Split transport IO out of `Session` into a `Connection` handle by Ddystopia · Pull Request #202 · quartiq/minimq

Ddystopia · 2026-06-18T10:47:21Z

Motivation

Session<'buf, IO> owns the transport for the whole session lifetime, which bakes a single IO
type and lifetime into the session type. That makes it impossible to reuse one Session across
reconnects when the transport's lifetime differs between connections - most painfully over TLS,
where the record buffers are borrowed for the connection's lifetime and so have to outlive the
session. In practice that forces a fresh allocation (a leak) per connection: the old
tls_public_broker example Box::leaks a new record-buffer pair every time it connects.

What changed

Session loses its IO generic. Session::connect::<IO>(io) now returns a
Connection<'_, 'buf, IO> handle that owns the transport and borrows the session:

let mut session = Session::new(config);          // no IO in the type
loop {
    let io = open_transport().await?;            // a fresh IO, any lifetime
    let mut conn = session.connect(io).await?;   // handle owns io, borrows session
    let op = conn.publish(/* … */).await?;
    while conn.is_pending(&op) { conn.poll().await?; }
    // conn drops here -> transport (and its buffer borrows) released -> reuse next loop
}

All network operations (drive/poll/recv/publish/subscribe/unsubscribe/disconnect)
live on the handle; session-state queries (is_pending, can_publish, …) are reachable through
Deref to Session. connect_event() exposes the Connected/Reconnected result.
mem::forget-safe by construction.
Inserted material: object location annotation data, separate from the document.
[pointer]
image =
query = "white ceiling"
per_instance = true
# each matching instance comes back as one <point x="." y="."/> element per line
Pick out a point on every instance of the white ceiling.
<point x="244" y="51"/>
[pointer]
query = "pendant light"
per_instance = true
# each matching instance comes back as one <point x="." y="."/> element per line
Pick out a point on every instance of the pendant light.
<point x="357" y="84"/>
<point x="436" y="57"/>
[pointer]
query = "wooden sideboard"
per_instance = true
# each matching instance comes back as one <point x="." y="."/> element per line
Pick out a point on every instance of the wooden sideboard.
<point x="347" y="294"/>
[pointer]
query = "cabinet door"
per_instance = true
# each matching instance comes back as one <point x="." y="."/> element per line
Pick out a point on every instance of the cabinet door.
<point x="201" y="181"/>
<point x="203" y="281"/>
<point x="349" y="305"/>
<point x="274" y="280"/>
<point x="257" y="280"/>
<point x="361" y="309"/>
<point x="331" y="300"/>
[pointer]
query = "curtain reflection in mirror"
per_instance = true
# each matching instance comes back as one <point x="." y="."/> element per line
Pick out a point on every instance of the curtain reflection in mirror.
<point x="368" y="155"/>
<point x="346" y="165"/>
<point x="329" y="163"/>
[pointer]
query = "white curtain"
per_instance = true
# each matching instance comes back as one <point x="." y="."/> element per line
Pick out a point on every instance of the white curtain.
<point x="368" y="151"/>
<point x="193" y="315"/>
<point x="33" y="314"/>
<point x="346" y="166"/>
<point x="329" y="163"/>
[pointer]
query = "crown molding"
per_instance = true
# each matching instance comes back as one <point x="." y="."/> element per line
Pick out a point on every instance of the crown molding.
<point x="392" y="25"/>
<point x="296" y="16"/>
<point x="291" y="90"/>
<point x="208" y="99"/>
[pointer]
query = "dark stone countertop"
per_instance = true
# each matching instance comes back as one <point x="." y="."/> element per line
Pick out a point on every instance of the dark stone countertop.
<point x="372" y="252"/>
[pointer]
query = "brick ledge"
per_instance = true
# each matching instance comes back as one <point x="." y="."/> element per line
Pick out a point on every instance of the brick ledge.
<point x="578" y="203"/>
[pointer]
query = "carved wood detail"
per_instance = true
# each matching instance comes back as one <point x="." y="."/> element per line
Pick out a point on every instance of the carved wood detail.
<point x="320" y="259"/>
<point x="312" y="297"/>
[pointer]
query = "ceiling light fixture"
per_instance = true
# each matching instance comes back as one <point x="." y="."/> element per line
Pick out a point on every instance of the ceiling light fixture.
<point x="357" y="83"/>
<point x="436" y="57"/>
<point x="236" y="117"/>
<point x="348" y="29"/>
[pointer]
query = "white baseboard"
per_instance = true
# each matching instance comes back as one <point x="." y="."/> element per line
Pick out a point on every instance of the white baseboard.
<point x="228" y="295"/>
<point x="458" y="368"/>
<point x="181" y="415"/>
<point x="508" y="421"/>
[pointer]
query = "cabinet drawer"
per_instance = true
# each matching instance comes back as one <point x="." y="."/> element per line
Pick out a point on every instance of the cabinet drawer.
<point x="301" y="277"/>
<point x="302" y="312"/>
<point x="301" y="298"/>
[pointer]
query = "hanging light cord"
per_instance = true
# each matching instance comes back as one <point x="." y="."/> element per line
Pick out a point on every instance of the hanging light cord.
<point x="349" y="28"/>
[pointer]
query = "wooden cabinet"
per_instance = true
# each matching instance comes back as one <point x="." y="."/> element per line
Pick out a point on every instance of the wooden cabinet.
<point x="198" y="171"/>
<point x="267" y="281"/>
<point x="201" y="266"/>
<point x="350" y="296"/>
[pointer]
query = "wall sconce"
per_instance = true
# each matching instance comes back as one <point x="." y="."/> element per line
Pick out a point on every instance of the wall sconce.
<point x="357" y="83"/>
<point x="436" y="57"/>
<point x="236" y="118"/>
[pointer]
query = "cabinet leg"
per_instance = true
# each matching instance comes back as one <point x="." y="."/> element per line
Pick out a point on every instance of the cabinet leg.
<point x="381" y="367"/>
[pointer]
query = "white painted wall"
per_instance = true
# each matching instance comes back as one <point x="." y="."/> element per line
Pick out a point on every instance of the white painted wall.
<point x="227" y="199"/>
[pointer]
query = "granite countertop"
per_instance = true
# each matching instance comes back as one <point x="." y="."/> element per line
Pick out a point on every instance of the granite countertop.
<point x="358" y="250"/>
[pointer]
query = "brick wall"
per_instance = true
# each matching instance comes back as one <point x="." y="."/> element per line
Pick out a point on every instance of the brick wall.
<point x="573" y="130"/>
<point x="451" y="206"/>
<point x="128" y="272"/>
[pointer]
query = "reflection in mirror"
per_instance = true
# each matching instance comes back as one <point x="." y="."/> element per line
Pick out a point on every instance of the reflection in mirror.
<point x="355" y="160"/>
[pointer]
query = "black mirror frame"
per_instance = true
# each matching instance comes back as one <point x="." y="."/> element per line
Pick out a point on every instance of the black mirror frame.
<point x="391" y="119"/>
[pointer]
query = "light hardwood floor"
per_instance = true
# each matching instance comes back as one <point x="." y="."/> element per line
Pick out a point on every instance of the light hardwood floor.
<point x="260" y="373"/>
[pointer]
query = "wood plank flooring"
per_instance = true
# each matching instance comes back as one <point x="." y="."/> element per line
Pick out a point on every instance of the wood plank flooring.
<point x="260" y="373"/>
The handle may be dropped or mem::forget-ed at any
time (e.g. to release a TLS record-buffer borrow without running Drop), so correctness can't
depend on Drop. All state carried across reconnects - in-flight QoS replay, keepalive timers,
the inbound packet reader - is reset at the start of every connect() instead of in a
disconnect/Drop path. The old handle_disconnect() is split accordingly: transport-drop -> the
handle's ownership; replay/timer/reader resets -> connect(); and its liveness latch -> a
connected flag set at the sites that detect a fatal disconnect.
is_connected() moves to the Connection handle and reports per-connection liveness: it
latches false the moment any operation observes a transport- or protocol-level disconnect
(broker DISCONNECT, transport error, keepalive timeout) or a graceful disconnect, after which
further operations fail fast with Error::Disconnected instead of driving a dead transport.
Connection::disconnect/disconnect_with take &mut self so a cancelled disconnect can be
retried.

Drop vs. graceful disconnect

Dropping (or mem::forget-ing) the handle is an ungraceful MQTT close: no DISCONNECT packet
is sent (a sync Drop cannot perform the async write), so the broker sees an abnormal disconnect
and will publish the configured Will, if any. Reconnecting afterwards resumes the broker session
(CONNECT clean_start=false -> Reconnected). For a clean shutdown - DISCONNECT sent, Will
suppressed - call conn.disconnect().await before dropping. This is documented on Connection,
connect, and disconnect, and covered by a test asserting a bare drop emits no DISCONNECT and
that the next connect resumes.

Showcase

The tls_public_broker example is reworked to own one pair of TLS record buffers and reuse them
across a reconnect - connect, round-trip, drop the handle, reconnect reusing the same buffers -
with no Box::leak and no per-connection allocation. The previous API could not express this.

Testing

Whole suite green: 68 unit tests, 59 async_client integration tests, 2 real_broker
tests, 3 doctests - all ported to the handle API, plus new regression tests for the disconnect
latch and the ungraceful-drop/resume behavior.

Breaking changes

Session loses its IO type parameter; Session::connect() returns a Connection handle.
Network operations move from Session to the handle (queries remain via the handle's Deref).
is_connected() moves from Session to Connection.
Connection::disconnect/disconnect_with take &mut self.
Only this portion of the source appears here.